Alterations in the muscle-to-capillary interface in patients with different degrees of chronic obstructive pulmonary disease
It is hypothesized that decreased capillarization of limb skeletal muscle is implicated in the decreased exercise tolerance in COPD patients. We have recently demonstrated decreased number of capillaries per muscle fibre (CAF) but no changes in CAF in relation to fibre area (CAFA), which is based on the diffusion distance between the capillary and muscle fibre. The aim of the current study is to investigate the muscle-to-capillary interface which is an important factor involved in oxygen supply to the muscle that has previously been suggested to be a more sensitive marker for changes in the capillary bed compared to CAF and CAFA.

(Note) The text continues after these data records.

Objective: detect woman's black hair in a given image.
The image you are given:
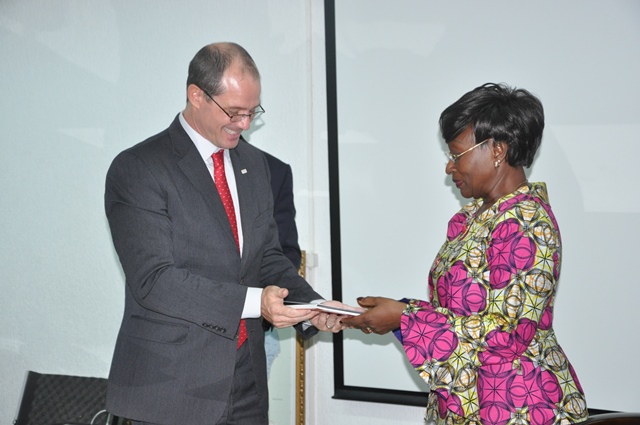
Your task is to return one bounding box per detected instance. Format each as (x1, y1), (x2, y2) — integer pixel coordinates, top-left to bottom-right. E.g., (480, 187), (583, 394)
(439, 83), (544, 167)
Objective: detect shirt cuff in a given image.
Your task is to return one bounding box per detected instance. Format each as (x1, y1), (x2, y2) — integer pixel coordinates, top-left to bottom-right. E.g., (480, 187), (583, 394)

23 COPD patients and 12 age-matched healthy subjects participated in the study. Muscle-to-capillary interface was assessed in muscle biopsies from the tibialis anterior muscle using the following parameters:
1) The capillary-to-fibre ratio (C:Fi) which is defined as the sum of the fractional contributions of all capillary contacts around the fibre
2) The ratio between C:Fi and the fibre perimeter (CFPE-index)
3) The ratio between length of capillary and fibre perimeter (LC/PF) which is also referred to as the index of tortuosity.
Exercise capacity was determined using the 6-min walking test.
A positive correlation was found between CFPE-index and ascending disease severity with CFPE-index for type I fibres being significantly lower in patients with moderate and severe COPD. Furthermore, a positive correlation was observed between exercise capacity and CFPE-index for both type I and type IIa fibres.
It can be concluded that the muscle-to-capillary interface is disturbed in the tibialis anterior muscle in patients with COPD and that interface is strongly correlated to increased disease severity and to decreased exercise capacity in this patient group.